Dr Danielle Hitch1, Assoc. Prof. Kimberley Haines1,2, Assoc. Prof. Cathy Said1,2, Ms. Kathryn Barker1, Ms. Sarah Booth1, Ms. Vanessa Carter1, Ms. Courtney Hiley1, Dr. Sara Holton3, Dr. Melanie Lloyd1, Ms. Helen Nelson1, Mr. Matthew Thorpe1, Assoc. Prof. Genevieve Pepin3, Assoc. Prof. Harin Karunajeewa1,2
1Western Health, Sunshine, Australia, 2University of Melbourne, Parkville, Australia, 3Deakin University, Geelong, Australia
The rapid escalation of the Covid-19 pandemic presented incredible challenges to healthcare services, in the context of limited available evidence and overwhelming acuity. This study aimed to understand the patient experience of Covid-19, to ensure people receive optimal support and management throughout their recovery. Participants include both inpatient and community-managed people with Covid-19 (excluding those who required intensive care or lived in aged care). Participants described their experience of Covid-19 via narrative interviews, to explore how they have made sense of this life event. To date, 44 interviews are complete and data collection remains ongoing. The experience of Covid-19 recovery includes both time-dependent and sustained elements. Time-dependent elements are mostly confined to the acute phase, with many participants describing no or few ‘classic’ fever or respiratory symptoms. However, gastrointestinal and neurological symptoms were common, and symptoms were often misattributed (e.g., hangover) leading to delayed testing.
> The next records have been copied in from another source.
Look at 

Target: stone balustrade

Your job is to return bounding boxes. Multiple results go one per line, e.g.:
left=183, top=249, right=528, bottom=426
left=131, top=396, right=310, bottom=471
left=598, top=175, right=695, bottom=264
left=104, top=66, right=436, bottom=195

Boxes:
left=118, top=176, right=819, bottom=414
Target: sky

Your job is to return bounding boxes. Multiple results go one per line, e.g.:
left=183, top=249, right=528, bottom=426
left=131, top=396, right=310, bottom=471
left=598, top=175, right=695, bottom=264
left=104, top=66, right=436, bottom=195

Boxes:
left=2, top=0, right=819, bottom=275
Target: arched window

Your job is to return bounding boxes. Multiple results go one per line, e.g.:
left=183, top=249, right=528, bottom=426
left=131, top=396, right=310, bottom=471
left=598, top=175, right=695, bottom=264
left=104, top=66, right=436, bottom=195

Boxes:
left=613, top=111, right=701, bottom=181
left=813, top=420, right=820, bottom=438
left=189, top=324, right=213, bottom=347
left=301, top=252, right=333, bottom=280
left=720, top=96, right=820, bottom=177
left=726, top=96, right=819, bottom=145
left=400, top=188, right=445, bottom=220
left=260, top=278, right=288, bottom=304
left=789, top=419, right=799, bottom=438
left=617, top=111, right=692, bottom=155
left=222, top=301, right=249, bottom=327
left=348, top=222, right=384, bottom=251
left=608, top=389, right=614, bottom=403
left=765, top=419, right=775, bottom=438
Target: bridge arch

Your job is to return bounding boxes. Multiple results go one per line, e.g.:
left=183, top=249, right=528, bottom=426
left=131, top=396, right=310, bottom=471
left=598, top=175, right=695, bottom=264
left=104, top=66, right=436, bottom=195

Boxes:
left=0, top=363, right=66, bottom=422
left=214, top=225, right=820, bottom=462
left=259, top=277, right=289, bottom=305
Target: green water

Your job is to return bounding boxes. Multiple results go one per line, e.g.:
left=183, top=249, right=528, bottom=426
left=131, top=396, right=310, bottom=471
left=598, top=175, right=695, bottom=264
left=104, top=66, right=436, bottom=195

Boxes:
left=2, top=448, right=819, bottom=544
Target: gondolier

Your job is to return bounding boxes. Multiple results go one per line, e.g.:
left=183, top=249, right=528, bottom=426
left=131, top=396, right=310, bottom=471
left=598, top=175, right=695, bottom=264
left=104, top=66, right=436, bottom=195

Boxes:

Illness trajectories vary between individuals and may feature deterioration after diagnosis, gradual recovery and/or alternating relapses and remissions. The most common sustained elements of experience were persistent fatigue, dyspnoea, chest pain and cognitive impairment (‘brain fog’). Broader negative psychosocial impacts from grief for those lost to the virus, government-mandated restrictions, return to work barriers, poor or no follow up care and marked stigma or discrimination are also described by Covid-19 survivors. The participants full, rich descriptions of their lived experience of Covid-19 infection are essential to ensuring new assessments, treatments and initiatives are relevant and translatable to the post-Covid world.
Dr. Danielle Hitch is the Allied Health Research and Translation Lead at Western Health and Senior Lecturer in Occupational Therapy at Deakin University. Her areas of expertise and interest include implementation science, mental health and social justice.